The IMMA website describes the objective of the exhibition
Exploring the affinities and interconnections between these two artists, this exhibition draws the work of these two stubbornly individual painters into dialogue, placing them side-by-side for the first time in 70 years. While Lucian Freud’s work has been exhibited in the past in group exhibitions alongside other artists from the ‘School of London’, Life above Everything is one of the few exhibitions to date in which Freud has been shown with a single other artist.
IMMA website
Jack Butler Yeats was the brother of the famous poet, William Butler Yeats. He was born in London and spent his childhood between London, Dublin, and Sligo, eventually returning to live permanently in Ireland in 1910. He began his artistic career, in the 1890s, as a black and white journalistic illustrator for various publications before eventually becoming a professional artist. He initially painted in watercolour, but about 1906 he began painting regularly in oil. His early paintings were rather conservative in style but in the 1920s there was a major change in his approach. He started to use bright colours and he began to paint with extremely free and loose brushstrokes with the paint thickly applied. The paintings became much more interesting, over the years becoming more and more abstract and Expressionist in style.
Although Freud and Yeats could both be considered as figurative painters, their styles were very different – particularly when referencing Yeats’ later works. So pairing the two artists in this way isn’t a particularly obvious thing to do. But it was interesting to have the opportunity to “compare and contrast”.
Apparently Freud
had a lifelong interest in the Irish painter’s work, holding a deep admiration for its force and energy. He did not cite Yeats as an ‘influence’ but instead seems to have felt a common purpose with his originality and independence, his continuous searching observation, and his sense of the connection between painting and life. A pen and ink drawing by Yeats, The Dancing Stevedores (c.1900), hung beside Freud’s bed for over 20 years.
IMMA website
The exhibition includes 33 paintings by Freud and 24 by Yeats on two floors of the Garden Gallery, with a good selection of drawings and works on paper by both artists in the basement.


I’d seen most, if not all, of the works by Freud previously during my visit to the inaugural exhibition back in 2017 – and Manchester City Art Gallery had loaned a painting I’ve seen many times before, Girl with a Beret (1951-52). However, although I’ve seen the sizeable collection of Yeats’ paintings at both the Irish National Gallery and the Hugh Lane Gallery in Dublin, I was particularly keen to have a good look at his works included in this exhibition, most of which I’d never seen before. Many were from his later period painted in his wild, colourful expressionist style where the figures of people and horses are almost just suggested. I wasn’t disappointed.

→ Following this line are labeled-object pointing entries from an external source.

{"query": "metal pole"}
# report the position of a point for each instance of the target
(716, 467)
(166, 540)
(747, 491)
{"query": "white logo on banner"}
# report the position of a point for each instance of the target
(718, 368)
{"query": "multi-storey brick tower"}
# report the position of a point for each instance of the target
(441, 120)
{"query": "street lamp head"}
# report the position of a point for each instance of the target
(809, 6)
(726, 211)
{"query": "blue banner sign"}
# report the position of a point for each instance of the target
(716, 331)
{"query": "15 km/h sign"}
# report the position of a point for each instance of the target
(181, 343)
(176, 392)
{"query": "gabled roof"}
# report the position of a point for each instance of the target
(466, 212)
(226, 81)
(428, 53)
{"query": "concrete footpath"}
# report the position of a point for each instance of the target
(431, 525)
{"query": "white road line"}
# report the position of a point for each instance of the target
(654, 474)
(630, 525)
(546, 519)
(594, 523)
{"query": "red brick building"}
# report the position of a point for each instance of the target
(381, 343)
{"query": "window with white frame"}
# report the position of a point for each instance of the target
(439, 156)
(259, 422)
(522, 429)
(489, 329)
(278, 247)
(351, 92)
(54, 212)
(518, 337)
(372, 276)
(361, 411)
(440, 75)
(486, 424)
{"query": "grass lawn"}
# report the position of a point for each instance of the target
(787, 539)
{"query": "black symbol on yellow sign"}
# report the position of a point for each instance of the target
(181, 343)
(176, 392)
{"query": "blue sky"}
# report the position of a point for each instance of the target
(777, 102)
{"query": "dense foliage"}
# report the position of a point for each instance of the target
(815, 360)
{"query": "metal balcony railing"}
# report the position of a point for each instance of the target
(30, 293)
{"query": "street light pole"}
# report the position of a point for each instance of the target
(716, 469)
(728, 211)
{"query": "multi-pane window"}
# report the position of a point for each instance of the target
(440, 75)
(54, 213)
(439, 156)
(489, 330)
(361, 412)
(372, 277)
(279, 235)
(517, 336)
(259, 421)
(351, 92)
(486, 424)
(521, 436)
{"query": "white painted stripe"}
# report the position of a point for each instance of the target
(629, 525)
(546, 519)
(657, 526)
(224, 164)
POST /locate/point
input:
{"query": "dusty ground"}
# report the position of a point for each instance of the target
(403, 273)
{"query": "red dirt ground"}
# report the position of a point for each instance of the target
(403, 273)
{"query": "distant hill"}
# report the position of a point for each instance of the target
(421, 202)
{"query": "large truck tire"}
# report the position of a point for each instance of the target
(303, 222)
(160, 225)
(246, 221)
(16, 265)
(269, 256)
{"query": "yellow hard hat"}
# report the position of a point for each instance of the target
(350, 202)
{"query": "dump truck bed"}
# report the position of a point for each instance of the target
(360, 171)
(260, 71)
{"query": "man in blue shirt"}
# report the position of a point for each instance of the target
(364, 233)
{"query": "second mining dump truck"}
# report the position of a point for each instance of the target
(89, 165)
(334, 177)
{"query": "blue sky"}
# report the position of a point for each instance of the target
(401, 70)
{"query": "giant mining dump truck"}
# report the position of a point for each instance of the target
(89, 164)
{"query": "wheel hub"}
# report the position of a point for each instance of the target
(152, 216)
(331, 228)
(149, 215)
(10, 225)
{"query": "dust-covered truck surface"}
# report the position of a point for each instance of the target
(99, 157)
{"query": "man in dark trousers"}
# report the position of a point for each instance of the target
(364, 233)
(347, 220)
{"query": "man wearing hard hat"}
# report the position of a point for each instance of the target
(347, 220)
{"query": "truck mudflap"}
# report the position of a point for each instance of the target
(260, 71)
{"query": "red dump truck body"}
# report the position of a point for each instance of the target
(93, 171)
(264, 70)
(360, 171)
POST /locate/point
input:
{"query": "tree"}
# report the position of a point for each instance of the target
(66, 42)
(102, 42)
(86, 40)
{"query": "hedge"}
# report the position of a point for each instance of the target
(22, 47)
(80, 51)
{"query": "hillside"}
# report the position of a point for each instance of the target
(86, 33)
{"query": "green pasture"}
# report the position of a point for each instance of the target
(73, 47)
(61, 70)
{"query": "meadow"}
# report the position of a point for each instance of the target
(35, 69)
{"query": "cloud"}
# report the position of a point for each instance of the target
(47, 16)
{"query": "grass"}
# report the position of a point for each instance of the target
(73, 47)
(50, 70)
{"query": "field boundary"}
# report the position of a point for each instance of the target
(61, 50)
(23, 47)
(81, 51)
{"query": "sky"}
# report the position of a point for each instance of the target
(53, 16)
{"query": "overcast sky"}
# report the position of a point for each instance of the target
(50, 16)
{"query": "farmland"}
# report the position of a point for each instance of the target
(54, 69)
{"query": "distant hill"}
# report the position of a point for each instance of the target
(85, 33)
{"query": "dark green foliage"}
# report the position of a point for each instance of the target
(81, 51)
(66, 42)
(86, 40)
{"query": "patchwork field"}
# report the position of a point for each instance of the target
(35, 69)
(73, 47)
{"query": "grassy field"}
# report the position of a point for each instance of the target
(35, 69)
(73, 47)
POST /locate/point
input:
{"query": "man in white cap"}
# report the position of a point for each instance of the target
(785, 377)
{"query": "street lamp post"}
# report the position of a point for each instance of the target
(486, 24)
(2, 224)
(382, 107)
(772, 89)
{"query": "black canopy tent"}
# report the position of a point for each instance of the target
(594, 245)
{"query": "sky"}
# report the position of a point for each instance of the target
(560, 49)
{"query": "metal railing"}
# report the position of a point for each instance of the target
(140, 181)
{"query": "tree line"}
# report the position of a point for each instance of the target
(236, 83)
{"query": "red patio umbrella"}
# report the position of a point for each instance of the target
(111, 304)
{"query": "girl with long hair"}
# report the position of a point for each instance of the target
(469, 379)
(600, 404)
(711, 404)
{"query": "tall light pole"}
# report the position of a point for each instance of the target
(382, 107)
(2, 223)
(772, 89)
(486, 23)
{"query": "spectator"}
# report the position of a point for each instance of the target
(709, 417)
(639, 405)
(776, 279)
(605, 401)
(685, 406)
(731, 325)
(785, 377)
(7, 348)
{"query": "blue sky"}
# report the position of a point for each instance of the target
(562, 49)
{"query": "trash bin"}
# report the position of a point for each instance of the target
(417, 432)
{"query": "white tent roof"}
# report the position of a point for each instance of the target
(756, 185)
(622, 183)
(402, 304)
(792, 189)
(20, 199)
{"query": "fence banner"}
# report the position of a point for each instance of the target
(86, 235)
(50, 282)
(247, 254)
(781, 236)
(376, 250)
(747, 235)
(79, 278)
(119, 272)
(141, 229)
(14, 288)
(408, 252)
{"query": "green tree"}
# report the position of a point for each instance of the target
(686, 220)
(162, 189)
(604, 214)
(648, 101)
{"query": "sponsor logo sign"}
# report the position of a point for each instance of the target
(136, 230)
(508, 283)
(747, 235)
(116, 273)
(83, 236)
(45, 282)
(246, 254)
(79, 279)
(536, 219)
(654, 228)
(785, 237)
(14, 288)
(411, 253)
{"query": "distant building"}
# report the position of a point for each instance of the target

Paintings I particularly liked included one on loan from the Tate

the curiously named ‘Left, Left / We Left Our Name / On the Road / On the Road / On the Famous Road / On the Famous Road / On the Famous Road / Of Fame.’ and several paintings which included horses, a favourite subject of the Irishman, including The Flapping Meeting (1926) and White Shower (1928).
I doubt I’d have paid the entrance fee to see the Freud paintings again, but it was worth it to see those fantastic paintings by Jack B Yeats.